ADR-028: Document storage — S3 and Postgres metadata¶
| Status | Accepted |
| Date | 2026-04-10 |
| Deciders | CTO, Chief Risk Officer |
| Affects repos | bank-kyc, bank-aml, bank-core, bank-platform, bank-app |
Context¶
The bank handles three categories of documents with distinct access patterns, retention requirements, and compliance obligations:
- KYC uploads — customer-submitted identity documents, selfies, and proof of address collected during onboarding
- Customer-facing documents — bank-generated statements, product disclosure statements, loan contracts, and notices
- Audit and internal documents — system decision logs, regulatory submissions, case files, and immutable compliance records
Each category has different readers (customers vs staff vs regulators), different retention periods, and different mutability requirements. A single storage strategy must handle all three without leaking access across categories.
Decision¶
AWS S3 (ap-southeast-2) for all document storage. Postgres metadata table (per domain, within the domain's Neon database per ADR-024) for queryable document metadata. Pre-signed URLs for all document access.
Storage tiers¶
| Tier | Contents | Encryption | Retention | Access | Mutability |
|---|---|---|---|---|---|
| KYC uploads | Customer ID docs, selfies, proof of address | SSE-KMS (customer-managed key) | 7 years (AML/CFT) | Internal staff only, via case tooling | Immutable after upload |
| Customer documents | Statements, contracts, PDS, notices | SSE-S3 | 7 years (financial records) | Customer via app (pre-signed URL); staff via back-office | Immutable once generated |
| Audit/internal | Decision logs, regulatory reports, case files | SSE-KMS | Per record type (7–10 years) | Staff and regulators only | S3 Object Lock (WORM) where NFR-024 applies |
Access pattern¶
No document has a permanent public URL. Every document access is an authenticated, time-limited event:
Customer requests statement
→ Lambda verifies JWT, checks ownership
→ Lambda generates pre-signed S3 URL (15-minute TTL)

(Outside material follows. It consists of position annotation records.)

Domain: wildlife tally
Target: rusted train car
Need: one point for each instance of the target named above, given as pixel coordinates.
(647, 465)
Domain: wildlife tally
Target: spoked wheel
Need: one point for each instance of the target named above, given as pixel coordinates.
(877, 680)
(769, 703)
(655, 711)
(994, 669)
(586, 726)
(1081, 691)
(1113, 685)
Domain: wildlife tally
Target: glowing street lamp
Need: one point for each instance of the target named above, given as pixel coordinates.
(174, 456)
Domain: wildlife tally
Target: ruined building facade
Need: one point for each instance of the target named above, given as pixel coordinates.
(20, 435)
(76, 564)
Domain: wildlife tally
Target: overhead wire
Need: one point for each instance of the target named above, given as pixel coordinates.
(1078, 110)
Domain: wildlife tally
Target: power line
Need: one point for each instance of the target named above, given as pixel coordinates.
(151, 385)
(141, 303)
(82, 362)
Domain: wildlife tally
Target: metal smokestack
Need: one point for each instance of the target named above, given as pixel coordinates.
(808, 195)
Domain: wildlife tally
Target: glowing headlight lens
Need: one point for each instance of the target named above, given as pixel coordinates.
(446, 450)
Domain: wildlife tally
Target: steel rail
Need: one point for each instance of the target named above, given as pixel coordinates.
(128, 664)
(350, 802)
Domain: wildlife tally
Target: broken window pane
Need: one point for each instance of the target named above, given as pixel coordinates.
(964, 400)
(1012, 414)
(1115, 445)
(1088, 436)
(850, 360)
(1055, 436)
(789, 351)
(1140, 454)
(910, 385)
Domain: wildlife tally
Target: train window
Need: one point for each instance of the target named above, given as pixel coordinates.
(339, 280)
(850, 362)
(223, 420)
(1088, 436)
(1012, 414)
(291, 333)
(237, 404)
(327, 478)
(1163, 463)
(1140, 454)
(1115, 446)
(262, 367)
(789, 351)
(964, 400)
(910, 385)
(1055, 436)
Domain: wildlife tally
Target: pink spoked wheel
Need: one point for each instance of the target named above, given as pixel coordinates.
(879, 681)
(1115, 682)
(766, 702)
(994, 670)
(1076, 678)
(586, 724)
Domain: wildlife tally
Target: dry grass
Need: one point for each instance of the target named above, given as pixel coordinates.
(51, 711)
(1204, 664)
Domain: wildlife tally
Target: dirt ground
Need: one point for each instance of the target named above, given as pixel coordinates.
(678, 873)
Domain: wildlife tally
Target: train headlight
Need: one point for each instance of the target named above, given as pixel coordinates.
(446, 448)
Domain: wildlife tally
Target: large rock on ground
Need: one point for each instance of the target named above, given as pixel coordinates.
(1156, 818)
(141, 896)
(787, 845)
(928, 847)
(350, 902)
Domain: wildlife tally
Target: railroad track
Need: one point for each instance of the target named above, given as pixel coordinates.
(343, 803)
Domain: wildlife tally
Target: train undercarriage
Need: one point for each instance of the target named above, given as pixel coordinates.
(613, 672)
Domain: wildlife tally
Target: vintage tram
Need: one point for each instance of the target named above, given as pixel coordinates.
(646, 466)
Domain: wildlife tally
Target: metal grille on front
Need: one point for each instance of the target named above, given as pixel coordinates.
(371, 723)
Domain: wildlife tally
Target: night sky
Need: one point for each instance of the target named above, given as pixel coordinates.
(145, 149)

→ URL returned to app; app fetches document directly from S3
→ Access logged (document_id, customer_id, timestamp, IP)
Staff access follows the same pattern via back-office tooling, with RBAC enforced at the Lambda level before pre-signed URL generation.
Metadata layer¶
Each domain that owns documents maintains a documents table in its Neon database (ADR-024):
| Column | Type | Description |
|---|---|---|
| document_id | UUID | Primary key |
| type | enum | kyc_upload, statement, contract, pds, audit_record, etc. |
| owner_id | UUID | Customer ID, case ID, or system identifier |
| s3_bucket | text | Bucket name (environment-specific) |
| s3_key | text | Object key within bucket |
| tier | enum | kyc, customer, audit |
| created_at | timestamptz | Generation timestamp |
| generated_by | text | Lambda function or system that created the document |
| access_log | jsonb | Array of access events (reader_id, timestamp, method) |
This enables: listing all statements for a customer, finding all documents in a case, querying documents by date range or type — none of which are possible against S3 alone.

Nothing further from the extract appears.